To find the angle between the two lines with direction ratios \( \langle a, b, c \rangle \) and \( \langle b-c, c-a, a-b \rangle \), we will use the formula for the cosine of the angle between two vectors. ### Step-by-Step Solution: 1. **Identify the Direction Ratios:** Let \( \mathbf{A} = \langle a, b, c \rangle \) and \( \mathbf{B} = \langle b-c, c-a, a-b \rangle \). 2. **Calculate the Dot Product:** The dot product \( \mathbf{A} \cdot \mathbf{B} \) is given by: \[ \mathbf{A} \cdot \mathbf{B} = a(b-c) + b(c-a) + c(a-b) \] Expanding this, we get: \[ = ab - ac + bc - ba + ca - cb \] Rearranging the terms: \[ = ab - ba + bc - cb - ac + ca \] Notice that \( ab - ba = 0 \), \( bc - cb = 0 \), and \( -ac + ca = 0 \).
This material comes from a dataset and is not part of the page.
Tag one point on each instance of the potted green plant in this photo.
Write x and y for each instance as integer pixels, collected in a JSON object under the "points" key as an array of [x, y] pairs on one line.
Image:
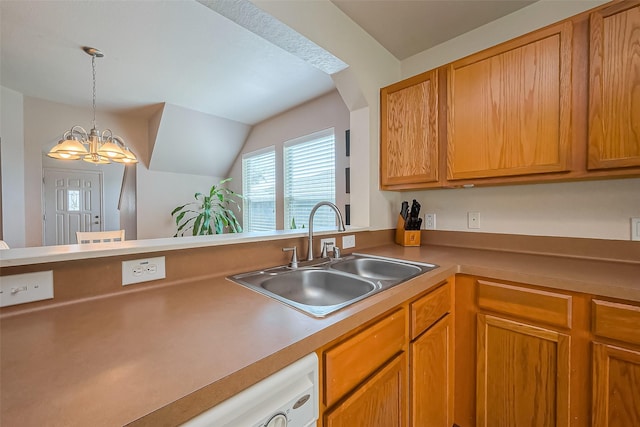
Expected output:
{"points": [[209, 214]]}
Therefore: \[ \mathbf{A} \cdot \mathbf{B} = 0 \] 3. **Calculate the Magnitudes:** The magnitude of \( \mathbf{A} \) is: \[ |\mathbf{A}| = \sqrt{a^2 + b^2 + c^2} \] The magnitude of \( \mathbf{B} \) is: \[ |\mathbf{B}| = \sqrt{(b-c)^2 + (c-a)^2 + (a-b)^2} \] Expanding \( |\mathbf{B}| \): \[ = \sqrt{(b^2 - 2bc + c^2) + (c^2 - 2ca + a^2) + (a^2 - 2ab + b^2)} \] Combining like terms: \[ = \sqrt{2a^2 + 2b^2 + 2c^2 - 2(ab + ac + bc)} = \sqrt{2(a^2 + b^2 + c^2 - ab - ac - bc)} \] 4. **Use the Cosine Formula:** The cosine of the angle \( \theta \) between the two vectors is given by: \[ \cos \theta = \frac{\mathbf{A} \cdot \mathbf{B}}{|\mathbf{A}| |\mathbf{B}|} \] Since \( \mathbf{A} \cdot \mathbf{B} = 0 \): \[ \cos \theta = \frac{0}{|\mathbf{A}| |\mathbf{B}|} = 0 \] 5. **Determine the Angle:** If \( \cos \theta = 0 \), then: \[ \theta = 90^\circ \text{ or } \frac{\pi}{2} \text{ radians} \] ### Final Answer: The angle between the two lines is \( 90^\circ \) or \( \frac{\pi}{2} \) radians.